Porn in the USA

I want you to know that I object strongly to the overall emphasis of your article on pornography ("Reagan's Smutstompers," April). Your criticism of the methods used by Regnery, Reisman, et al. to combat pornography may be justified to some extent. The same can be said about almost any government-appointed commission. However, your apparent approval of pornography as such is what I object to. I think the harm and crime associated with pornography is obvious. You can quote researchers to the contrary, but we know one can find researchers whose findings will back up almost any cause one promotes.

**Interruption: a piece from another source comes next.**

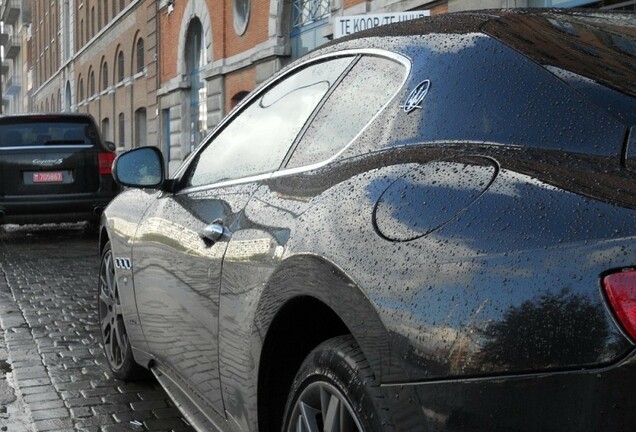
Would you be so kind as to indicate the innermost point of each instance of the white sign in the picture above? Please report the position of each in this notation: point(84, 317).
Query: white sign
point(346, 25)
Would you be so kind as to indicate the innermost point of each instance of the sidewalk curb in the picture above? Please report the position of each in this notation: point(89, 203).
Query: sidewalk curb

You say you do not defend rape and child abuse, yet these are definitely encouraged by free expression of pornographic material. So, to quote our President: "It's time to stop pretending that extreme pornography is a victimless crime." Let's put some control over the liberals' desires to print anything and everything.

Emerson L. Ogborn
Southern Pines, NC

Free Minds, Free Markets, But No Free Love!

I would like to cancel my subscription to REASON. I cherish the concepts of free markets and free minds, but I didn't know that "free minds" meant without responsibility.

John Kabitzke
Slater, IA

Pandering to Perverts

I just received your April issue. Apparently your magazine prefers license to reasoned restraint. Your support of pornography counts me out. I will leave you to pander to others who, like yourselves, exercise poor judgment. One final note: your cover was at best in poor taste. I don't know to what country or organization your staff holds allegiance, but I resent you using my flag to illustrate your porno views. Cancel my subscription immediately.

Patrick Hagans
Stafford, VA

Sadism, Masochism, and the First Amendment

I have not felt so at home with a magazine since I picked up my first copy of National Review nearly 20 years ago. Congratulations. You have another satisfied customer.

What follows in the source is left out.